Graduate Seminar

Location:  CL 312 and Live Stream

Speaker: Agustin D'Alessandro

MSc Student supervised by Fernando Szecthman

Title:  The group of formal power series under substitution

 Zoom Link:  https://uregina-ca.zoom.us/j/92805435386?pwd=42pEMT2QL4b8W8bqIOr5Y39hln8bSI.1

Abstract:

Given a commutative ring with identity \(R\), the subset \(G(R)\) of \(R[[x]]\) of the form
\[
\alpha = x+a_2x^2+a_3x^3+\dots
\]
is a group under substitution. It was first studied by S. Jennings, D. L. Johnson and I. O. York. After their investigation, and as the interest in the theory of pro-\(p\) groups continued to grow, this group began to attract more attention, especially when \(R\) is a finite field of characteristic \(p\), a prime number.
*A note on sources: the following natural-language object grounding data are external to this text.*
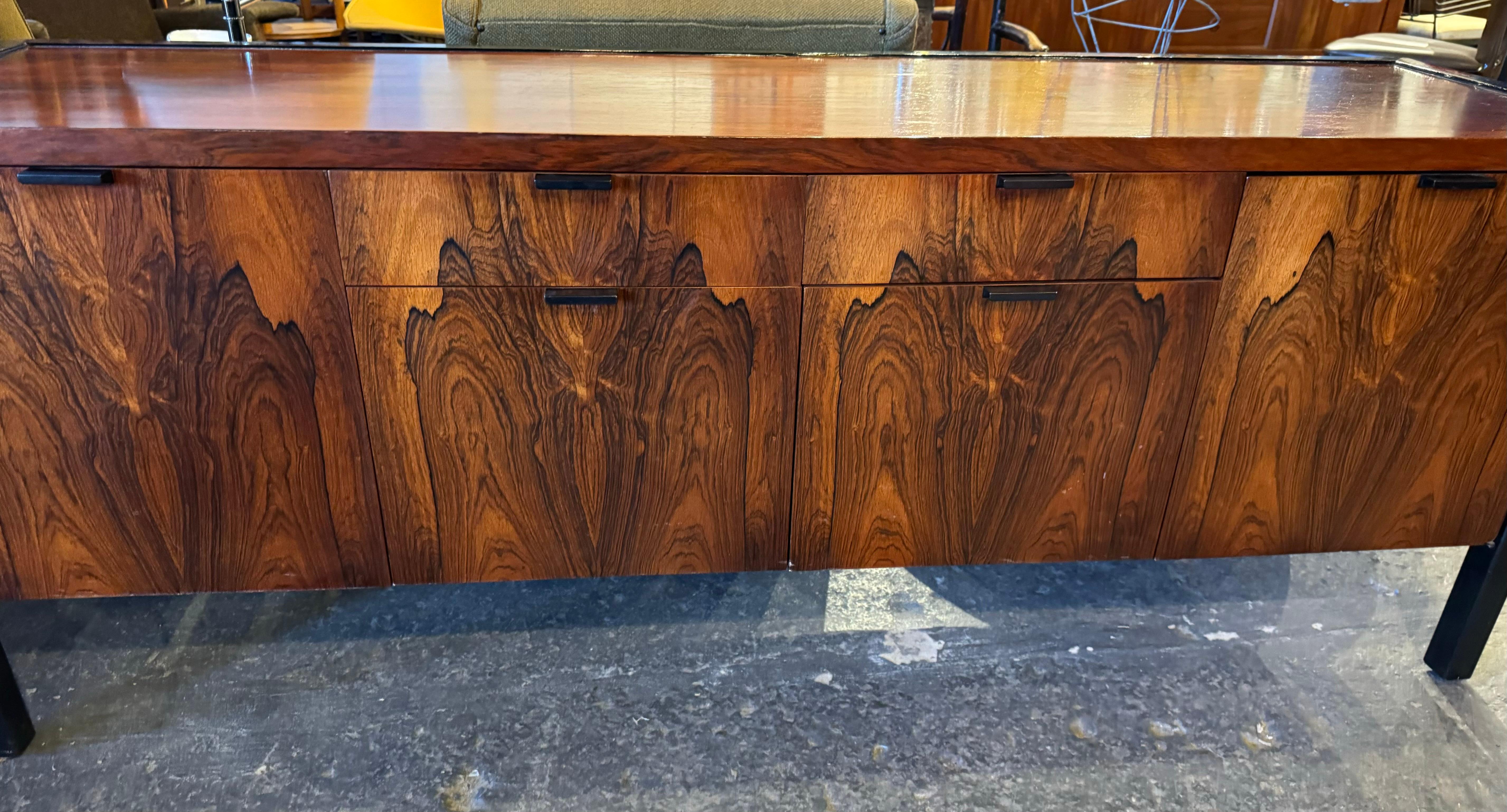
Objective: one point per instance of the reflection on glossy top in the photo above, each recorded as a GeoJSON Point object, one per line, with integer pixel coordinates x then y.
{"type": "Point", "coordinates": [729, 97]}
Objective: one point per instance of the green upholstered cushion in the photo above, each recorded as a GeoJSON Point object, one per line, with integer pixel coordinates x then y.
{"type": "Point", "coordinates": [689, 26]}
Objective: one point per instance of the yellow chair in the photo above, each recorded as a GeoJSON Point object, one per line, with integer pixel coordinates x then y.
{"type": "Point", "coordinates": [418, 19]}
{"type": "Point", "coordinates": [13, 26]}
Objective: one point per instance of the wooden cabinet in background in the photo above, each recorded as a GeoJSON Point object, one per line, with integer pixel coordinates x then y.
{"type": "Point", "coordinates": [1355, 388]}
{"type": "Point", "coordinates": [887, 230]}
{"type": "Point", "coordinates": [178, 389]}
{"type": "Point", "coordinates": [938, 427]}
{"type": "Point", "coordinates": [519, 439]}
{"type": "Point", "coordinates": [483, 228]}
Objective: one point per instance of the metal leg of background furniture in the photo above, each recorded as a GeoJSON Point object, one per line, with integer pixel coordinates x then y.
{"type": "Point", "coordinates": [16, 724]}
{"type": "Point", "coordinates": [1471, 611]}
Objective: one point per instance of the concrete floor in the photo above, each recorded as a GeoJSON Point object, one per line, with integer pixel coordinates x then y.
{"type": "Point", "coordinates": [1243, 685]}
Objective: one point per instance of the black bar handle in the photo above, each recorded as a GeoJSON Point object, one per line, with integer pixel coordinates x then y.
{"type": "Point", "coordinates": [590, 183]}
{"type": "Point", "coordinates": [581, 296]}
{"type": "Point", "coordinates": [1037, 180]}
{"type": "Point", "coordinates": [1456, 180]}
{"type": "Point", "coordinates": [65, 177]}
{"type": "Point", "coordinates": [1019, 295]}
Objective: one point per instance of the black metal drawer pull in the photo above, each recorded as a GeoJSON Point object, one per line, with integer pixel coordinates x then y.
{"type": "Point", "coordinates": [1019, 295]}
{"type": "Point", "coordinates": [65, 177]}
{"type": "Point", "coordinates": [1042, 180]}
{"type": "Point", "coordinates": [590, 183]}
{"type": "Point", "coordinates": [581, 296]}
{"type": "Point", "coordinates": [1456, 180]}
In such cases, \(G(R)\) is also known as the Nottingham group, denoted \(\mathcal{N}(R)\).

In this lecture, we give a construction of \(G(R)\) and go through many basic results from Jennings, Johnson and York, which we seek to extend. We give a matrix representation of \(G(R)\), first described by York, which is very useful when computing inside this group. The very construction of the group gives rise to many normal subgroups which produce interesting quotient groups. When these quotient groups are finite, we are interested in obtaining a power-commutator presentation. For that purpose, we explore both the commutator and the power structure of this group.